Cancer is he one of the deadly diseases threatening the world. According to the World Health Organization (2005), cancer accounts for about 12.5% โ€‹โ€‹of all deaths worldwide, higher than HIV/AIDS, tuberculosis and malaria combined. Thus, the increasing attacks and deaths of rural breast cancer women in Nigeria raise relevant questions about the impact of breast cancer campaigns on Nigerian women in terms of their poor response to early breast cancer development. , and in light of the American Cancer Society’s (2007) affirmation that early-stage breast cancer deaths remain preventable, researchers critically assess the effectiveness of breast cancer media campaign programs to provide rapid and immediate access to breast cancer. brought about positive change. Improve a woman’s behavior against her BSE and CBE to reduce mortality. So the questions this study entails are:
Is print media effective in fighting breast cancer?

1.3 Purpose of the survey

The purpose of this research is to:

1. Survey on print media campaign programs on breast cancer and their frequency

2. Identify the campaigns her program where a woman is most exposed in print media.

3. To examine the extent to which women are exposed to advertising messages in print media.

breast cancer. 4. Identify the most effective vehicles for breast cancer media campaigns.

5. Evaluate the effectiveness of print media campaigns to raise awareness of breast cancer.

1.4 Research question

The research question is as follows.

1. How common are print media campaign programs on breast cancer in Nigeria?

2. Which campaign programs have the most exposure of women in print media?

3. Are the women at the Etzaco West Municipal Council in Edo state sufficiently exposed to the breast cancer campaign in the print media? 4. What are the most effective mediums for breast cancer campaigns?

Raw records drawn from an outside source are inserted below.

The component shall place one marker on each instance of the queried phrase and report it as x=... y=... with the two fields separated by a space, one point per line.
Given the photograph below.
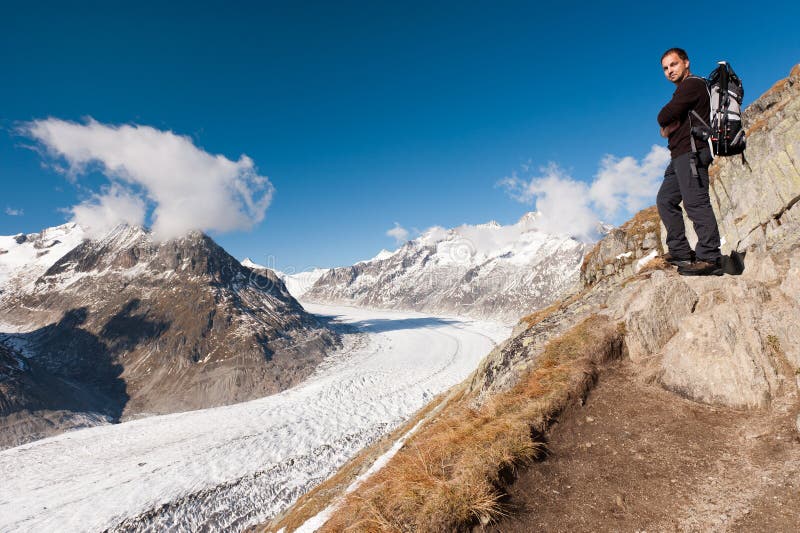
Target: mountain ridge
x=152 y=328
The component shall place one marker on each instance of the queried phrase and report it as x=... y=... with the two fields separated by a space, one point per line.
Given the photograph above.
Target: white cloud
x=115 y=205
x=188 y=187
x=399 y=233
x=621 y=187
x=626 y=184
x=562 y=202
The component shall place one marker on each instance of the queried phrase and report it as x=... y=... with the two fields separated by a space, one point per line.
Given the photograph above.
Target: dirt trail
x=638 y=458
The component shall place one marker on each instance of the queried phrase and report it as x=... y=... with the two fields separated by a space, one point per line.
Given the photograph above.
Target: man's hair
x=680 y=51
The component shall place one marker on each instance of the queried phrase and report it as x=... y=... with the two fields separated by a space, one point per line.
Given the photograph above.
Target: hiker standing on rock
x=686 y=177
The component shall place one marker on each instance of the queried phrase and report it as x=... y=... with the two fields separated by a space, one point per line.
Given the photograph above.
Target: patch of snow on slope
x=23 y=258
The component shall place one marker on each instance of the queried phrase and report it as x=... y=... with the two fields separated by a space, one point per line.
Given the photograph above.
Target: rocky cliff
x=733 y=340
x=714 y=354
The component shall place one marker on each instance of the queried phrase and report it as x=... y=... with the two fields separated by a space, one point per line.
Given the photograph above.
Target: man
x=686 y=177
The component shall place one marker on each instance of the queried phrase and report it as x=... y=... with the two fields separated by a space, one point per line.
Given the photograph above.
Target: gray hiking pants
x=679 y=185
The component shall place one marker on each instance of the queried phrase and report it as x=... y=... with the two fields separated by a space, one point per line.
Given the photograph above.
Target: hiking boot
x=702 y=268
x=678 y=261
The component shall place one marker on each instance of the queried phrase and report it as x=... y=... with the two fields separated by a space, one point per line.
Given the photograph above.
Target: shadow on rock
x=733 y=264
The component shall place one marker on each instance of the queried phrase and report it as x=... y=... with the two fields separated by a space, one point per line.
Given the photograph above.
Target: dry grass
x=538 y=316
x=450 y=474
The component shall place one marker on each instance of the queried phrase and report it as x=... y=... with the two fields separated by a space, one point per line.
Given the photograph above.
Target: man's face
x=675 y=68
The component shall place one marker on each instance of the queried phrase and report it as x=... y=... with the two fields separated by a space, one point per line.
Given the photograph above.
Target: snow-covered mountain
x=142 y=328
x=484 y=270
x=23 y=258
x=296 y=283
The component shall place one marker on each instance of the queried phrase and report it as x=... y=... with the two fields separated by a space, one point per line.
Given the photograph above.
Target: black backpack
x=725 y=134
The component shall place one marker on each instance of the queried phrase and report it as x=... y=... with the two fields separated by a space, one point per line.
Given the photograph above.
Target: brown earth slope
x=695 y=430
x=638 y=458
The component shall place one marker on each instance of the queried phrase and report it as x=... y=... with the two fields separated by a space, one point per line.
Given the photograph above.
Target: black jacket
x=691 y=93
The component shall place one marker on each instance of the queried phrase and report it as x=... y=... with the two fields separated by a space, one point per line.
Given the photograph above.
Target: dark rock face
x=142 y=328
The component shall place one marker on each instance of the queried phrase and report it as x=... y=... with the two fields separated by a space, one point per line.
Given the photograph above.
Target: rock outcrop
x=732 y=340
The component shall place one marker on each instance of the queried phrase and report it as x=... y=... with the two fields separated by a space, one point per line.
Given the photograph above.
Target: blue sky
x=362 y=114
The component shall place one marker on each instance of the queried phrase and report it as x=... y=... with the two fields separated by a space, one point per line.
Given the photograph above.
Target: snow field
x=230 y=467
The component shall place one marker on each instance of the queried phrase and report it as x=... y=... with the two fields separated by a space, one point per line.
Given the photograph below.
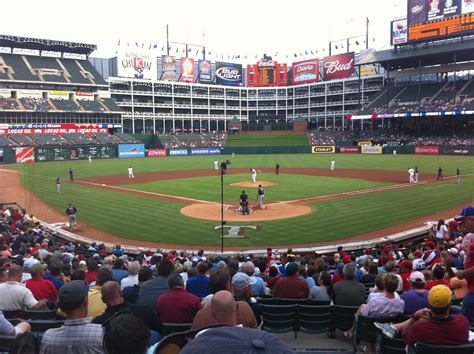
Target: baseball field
x=176 y=200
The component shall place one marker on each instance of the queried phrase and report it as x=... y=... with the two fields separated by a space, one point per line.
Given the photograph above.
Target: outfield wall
x=82 y=152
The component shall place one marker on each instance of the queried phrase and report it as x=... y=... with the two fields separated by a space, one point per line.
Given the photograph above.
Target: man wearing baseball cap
x=78 y=335
x=433 y=325
x=466 y=222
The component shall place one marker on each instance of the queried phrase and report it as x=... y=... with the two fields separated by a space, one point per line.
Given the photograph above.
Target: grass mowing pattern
x=267 y=140
x=290 y=187
x=151 y=219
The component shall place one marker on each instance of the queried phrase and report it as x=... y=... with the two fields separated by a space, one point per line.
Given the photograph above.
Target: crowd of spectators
x=93 y=286
x=393 y=137
x=9 y=104
x=35 y=104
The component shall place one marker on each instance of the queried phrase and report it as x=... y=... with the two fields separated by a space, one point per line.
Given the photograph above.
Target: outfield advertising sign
x=349 y=149
x=156 y=152
x=131 y=150
x=427 y=150
x=205 y=151
x=323 y=149
x=367 y=149
x=178 y=152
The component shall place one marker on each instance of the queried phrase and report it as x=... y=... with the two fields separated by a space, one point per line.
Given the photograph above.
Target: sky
x=245 y=28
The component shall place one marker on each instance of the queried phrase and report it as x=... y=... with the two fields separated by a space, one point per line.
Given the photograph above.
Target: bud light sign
x=338 y=66
x=228 y=74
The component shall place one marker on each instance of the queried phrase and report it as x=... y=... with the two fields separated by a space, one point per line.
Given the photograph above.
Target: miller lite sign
x=338 y=66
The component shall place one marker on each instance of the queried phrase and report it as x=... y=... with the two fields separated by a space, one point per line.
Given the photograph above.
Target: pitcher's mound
x=271 y=212
x=250 y=184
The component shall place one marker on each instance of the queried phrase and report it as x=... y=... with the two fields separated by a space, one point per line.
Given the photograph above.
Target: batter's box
x=237 y=231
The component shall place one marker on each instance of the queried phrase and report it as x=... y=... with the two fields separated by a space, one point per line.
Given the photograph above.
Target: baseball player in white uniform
x=254 y=175
x=411 y=175
x=130 y=172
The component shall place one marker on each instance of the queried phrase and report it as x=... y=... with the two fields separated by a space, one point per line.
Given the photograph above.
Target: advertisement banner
x=427 y=150
x=399 y=32
x=156 y=152
x=367 y=149
x=305 y=71
x=323 y=149
x=131 y=150
x=367 y=70
x=338 y=66
x=205 y=151
x=169 y=68
x=228 y=74
x=349 y=149
x=178 y=152
x=136 y=63
x=455 y=150
x=25 y=155
x=204 y=71
x=187 y=70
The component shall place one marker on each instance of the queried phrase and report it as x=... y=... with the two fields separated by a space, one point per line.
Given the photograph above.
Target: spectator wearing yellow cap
x=434 y=325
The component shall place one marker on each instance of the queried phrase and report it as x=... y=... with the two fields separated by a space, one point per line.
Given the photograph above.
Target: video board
x=438 y=19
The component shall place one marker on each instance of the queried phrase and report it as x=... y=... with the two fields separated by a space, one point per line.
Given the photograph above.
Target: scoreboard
x=429 y=20
x=438 y=29
x=266 y=75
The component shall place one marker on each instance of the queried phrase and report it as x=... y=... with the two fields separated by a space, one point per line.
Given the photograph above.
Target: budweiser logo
x=335 y=66
x=306 y=67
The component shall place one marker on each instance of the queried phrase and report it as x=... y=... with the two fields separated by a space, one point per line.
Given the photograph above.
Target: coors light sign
x=338 y=66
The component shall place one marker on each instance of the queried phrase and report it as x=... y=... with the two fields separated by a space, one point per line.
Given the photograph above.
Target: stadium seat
x=169 y=328
x=24 y=343
x=423 y=348
x=41 y=326
x=387 y=345
x=343 y=317
x=314 y=319
x=279 y=318
x=39 y=315
x=365 y=330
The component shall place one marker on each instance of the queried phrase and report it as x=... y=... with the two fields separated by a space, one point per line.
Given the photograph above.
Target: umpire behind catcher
x=244 y=203
x=261 y=196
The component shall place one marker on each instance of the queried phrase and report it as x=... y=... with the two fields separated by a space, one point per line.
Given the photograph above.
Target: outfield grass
x=267 y=140
x=151 y=219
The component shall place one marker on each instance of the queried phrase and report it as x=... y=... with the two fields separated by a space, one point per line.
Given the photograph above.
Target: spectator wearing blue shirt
x=257 y=285
x=198 y=284
x=118 y=273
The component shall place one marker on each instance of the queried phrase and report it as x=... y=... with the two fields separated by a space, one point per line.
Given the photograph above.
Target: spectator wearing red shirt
x=42 y=289
x=433 y=325
x=291 y=287
x=405 y=270
x=177 y=305
x=438 y=277
x=91 y=275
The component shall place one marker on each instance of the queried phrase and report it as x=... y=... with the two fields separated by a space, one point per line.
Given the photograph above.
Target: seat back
x=387 y=345
x=24 y=343
x=169 y=328
x=41 y=326
x=424 y=348
x=39 y=314
x=365 y=330
x=343 y=316
x=279 y=318
x=314 y=319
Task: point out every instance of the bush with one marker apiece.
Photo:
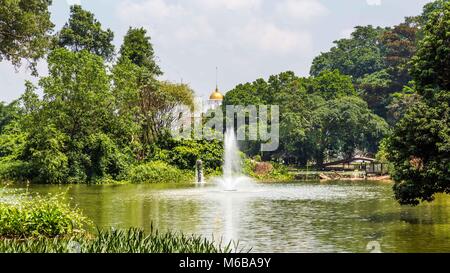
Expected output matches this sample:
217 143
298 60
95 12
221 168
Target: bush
14 170
157 172
39 216
118 241
185 153
268 171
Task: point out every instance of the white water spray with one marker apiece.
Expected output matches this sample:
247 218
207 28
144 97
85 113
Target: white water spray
232 170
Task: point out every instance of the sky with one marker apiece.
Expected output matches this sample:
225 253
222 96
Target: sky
245 39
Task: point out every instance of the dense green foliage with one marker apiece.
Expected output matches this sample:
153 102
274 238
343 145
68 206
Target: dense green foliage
138 49
84 32
322 117
118 241
157 172
39 216
24 30
419 147
95 121
35 224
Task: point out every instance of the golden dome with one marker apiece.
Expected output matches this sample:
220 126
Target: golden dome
216 95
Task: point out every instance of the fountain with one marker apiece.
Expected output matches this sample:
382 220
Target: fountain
232 173
199 178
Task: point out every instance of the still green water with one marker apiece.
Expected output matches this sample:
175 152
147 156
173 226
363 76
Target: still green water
292 217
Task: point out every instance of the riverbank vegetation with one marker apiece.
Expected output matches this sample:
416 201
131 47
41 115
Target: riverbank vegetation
385 86
105 116
116 241
48 224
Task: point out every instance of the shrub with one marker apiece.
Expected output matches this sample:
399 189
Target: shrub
118 241
157 172
14 170
185 153
38 216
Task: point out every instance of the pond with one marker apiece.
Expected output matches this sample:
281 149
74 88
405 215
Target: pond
288 217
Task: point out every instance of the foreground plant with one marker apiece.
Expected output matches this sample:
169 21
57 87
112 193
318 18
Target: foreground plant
38 216
117 241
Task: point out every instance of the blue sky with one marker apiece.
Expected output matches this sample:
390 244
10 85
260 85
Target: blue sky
246 39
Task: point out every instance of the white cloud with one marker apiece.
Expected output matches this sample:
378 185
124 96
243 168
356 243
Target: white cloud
230 4
146 11
304 10
270 38
374 2
347 33
73 2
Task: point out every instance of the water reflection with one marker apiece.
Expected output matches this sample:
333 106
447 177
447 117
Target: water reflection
297 217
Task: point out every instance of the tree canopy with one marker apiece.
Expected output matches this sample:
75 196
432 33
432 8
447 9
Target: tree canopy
25 31
420 144
84 32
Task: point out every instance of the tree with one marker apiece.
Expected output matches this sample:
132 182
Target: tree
431 64
358 56
419 149
84 32
321 117
332 84
137 48
25 28
71 136
420 144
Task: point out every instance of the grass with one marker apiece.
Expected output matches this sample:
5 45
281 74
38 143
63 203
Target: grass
116 241
36 224
22 216
158 172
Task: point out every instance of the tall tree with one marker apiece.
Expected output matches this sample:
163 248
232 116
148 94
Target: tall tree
71 135
25 28
420 144
357 56
138 49
84 32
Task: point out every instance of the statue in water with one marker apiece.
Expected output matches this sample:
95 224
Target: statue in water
199 171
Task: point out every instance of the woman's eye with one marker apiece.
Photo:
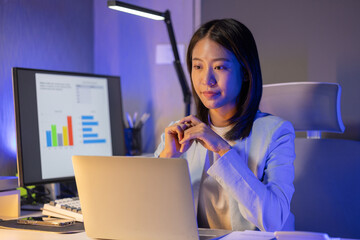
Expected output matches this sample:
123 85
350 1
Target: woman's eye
220 68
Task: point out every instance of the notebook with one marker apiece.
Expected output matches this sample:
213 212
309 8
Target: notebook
137 198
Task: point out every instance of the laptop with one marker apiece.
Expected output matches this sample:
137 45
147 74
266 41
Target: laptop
137 198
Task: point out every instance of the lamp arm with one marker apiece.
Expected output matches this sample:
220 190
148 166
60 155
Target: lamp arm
177 64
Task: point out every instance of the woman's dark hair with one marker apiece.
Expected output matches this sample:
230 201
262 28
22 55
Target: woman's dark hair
237 38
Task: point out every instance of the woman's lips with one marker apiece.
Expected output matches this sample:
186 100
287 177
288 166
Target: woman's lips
210 94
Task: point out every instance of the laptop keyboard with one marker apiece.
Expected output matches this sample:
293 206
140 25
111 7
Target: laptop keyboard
68 208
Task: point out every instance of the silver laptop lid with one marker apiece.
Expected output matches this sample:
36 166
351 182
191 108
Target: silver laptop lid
135 197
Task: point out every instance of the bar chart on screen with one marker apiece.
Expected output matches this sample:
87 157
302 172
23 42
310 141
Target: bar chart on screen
72 120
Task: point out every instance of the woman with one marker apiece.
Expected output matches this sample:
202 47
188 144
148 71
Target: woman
240 160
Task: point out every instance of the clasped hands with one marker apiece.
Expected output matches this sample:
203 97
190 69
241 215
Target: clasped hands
180 136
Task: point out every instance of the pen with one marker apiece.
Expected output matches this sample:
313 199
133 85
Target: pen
129 120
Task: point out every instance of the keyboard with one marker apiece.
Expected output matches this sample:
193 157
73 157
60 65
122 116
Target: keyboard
67 208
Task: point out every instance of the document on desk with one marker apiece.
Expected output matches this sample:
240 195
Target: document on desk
249 235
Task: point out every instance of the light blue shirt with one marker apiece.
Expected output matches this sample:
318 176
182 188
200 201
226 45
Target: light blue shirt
257 173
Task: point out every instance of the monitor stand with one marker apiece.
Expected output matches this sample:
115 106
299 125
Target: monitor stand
53 189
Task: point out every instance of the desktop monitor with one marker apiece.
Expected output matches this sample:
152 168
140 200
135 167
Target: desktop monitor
60 114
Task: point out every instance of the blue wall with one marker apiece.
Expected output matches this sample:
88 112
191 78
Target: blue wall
54 35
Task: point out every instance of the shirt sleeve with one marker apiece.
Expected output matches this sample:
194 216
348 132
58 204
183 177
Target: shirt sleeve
265 202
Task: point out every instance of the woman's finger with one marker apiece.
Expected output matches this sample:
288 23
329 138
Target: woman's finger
191 119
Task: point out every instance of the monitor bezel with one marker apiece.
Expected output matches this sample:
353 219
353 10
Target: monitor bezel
22 134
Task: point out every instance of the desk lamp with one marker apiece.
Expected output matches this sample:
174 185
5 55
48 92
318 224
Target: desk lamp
155 15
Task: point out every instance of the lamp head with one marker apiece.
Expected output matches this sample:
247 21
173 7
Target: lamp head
136 10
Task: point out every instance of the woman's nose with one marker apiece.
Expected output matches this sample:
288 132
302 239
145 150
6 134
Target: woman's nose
209 78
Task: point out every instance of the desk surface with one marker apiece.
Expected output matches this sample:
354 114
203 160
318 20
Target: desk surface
37 235
33 235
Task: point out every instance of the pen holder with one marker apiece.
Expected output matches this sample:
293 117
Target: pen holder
133 141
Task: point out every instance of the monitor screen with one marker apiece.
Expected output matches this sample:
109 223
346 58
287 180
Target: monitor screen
61 114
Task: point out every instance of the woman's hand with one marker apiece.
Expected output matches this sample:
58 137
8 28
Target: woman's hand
173 135
204 134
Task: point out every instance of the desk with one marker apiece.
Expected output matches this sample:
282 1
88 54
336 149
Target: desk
36 235
32 235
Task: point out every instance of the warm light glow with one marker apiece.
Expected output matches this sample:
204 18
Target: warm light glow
138 13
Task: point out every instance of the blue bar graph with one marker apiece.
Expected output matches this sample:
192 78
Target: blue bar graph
87 117
94 141
90 123
87 135
90 134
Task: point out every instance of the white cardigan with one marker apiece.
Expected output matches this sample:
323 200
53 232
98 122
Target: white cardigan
257 173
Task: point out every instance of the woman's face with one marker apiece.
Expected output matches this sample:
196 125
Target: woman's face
216 76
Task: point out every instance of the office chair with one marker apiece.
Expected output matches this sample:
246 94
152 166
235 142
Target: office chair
327 195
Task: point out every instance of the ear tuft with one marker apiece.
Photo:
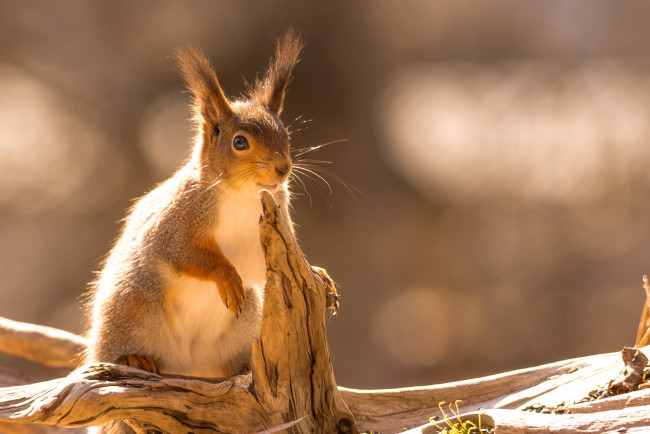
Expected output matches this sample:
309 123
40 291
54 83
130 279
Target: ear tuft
210 103
270 90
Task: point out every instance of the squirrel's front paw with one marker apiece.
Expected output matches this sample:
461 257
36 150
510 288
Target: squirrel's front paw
140 362
230 288
331 295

5. How does a woman from Etzaco West Municipality, Edo perceive her media campaign for breast cancer?

1.5 Validity of research

This research has theoretical and practical implications. In theory, it helps clarify the role of media campaigns in solving the breast cancer problem.

It will serve as a database for press researchers who may be interested in learning more about the global fight against breast cancer, as well as future researchers who may conduct similar research in the future.

It serves as a practical document for government and non-governmental organizations, policy makers, and breast cancer media campaign planners.

1.6 Scope of investigation

This project explores readers’ perceptions of the effectiveness of print in raising awareness about breast cancer. Research by Newspaper Punch.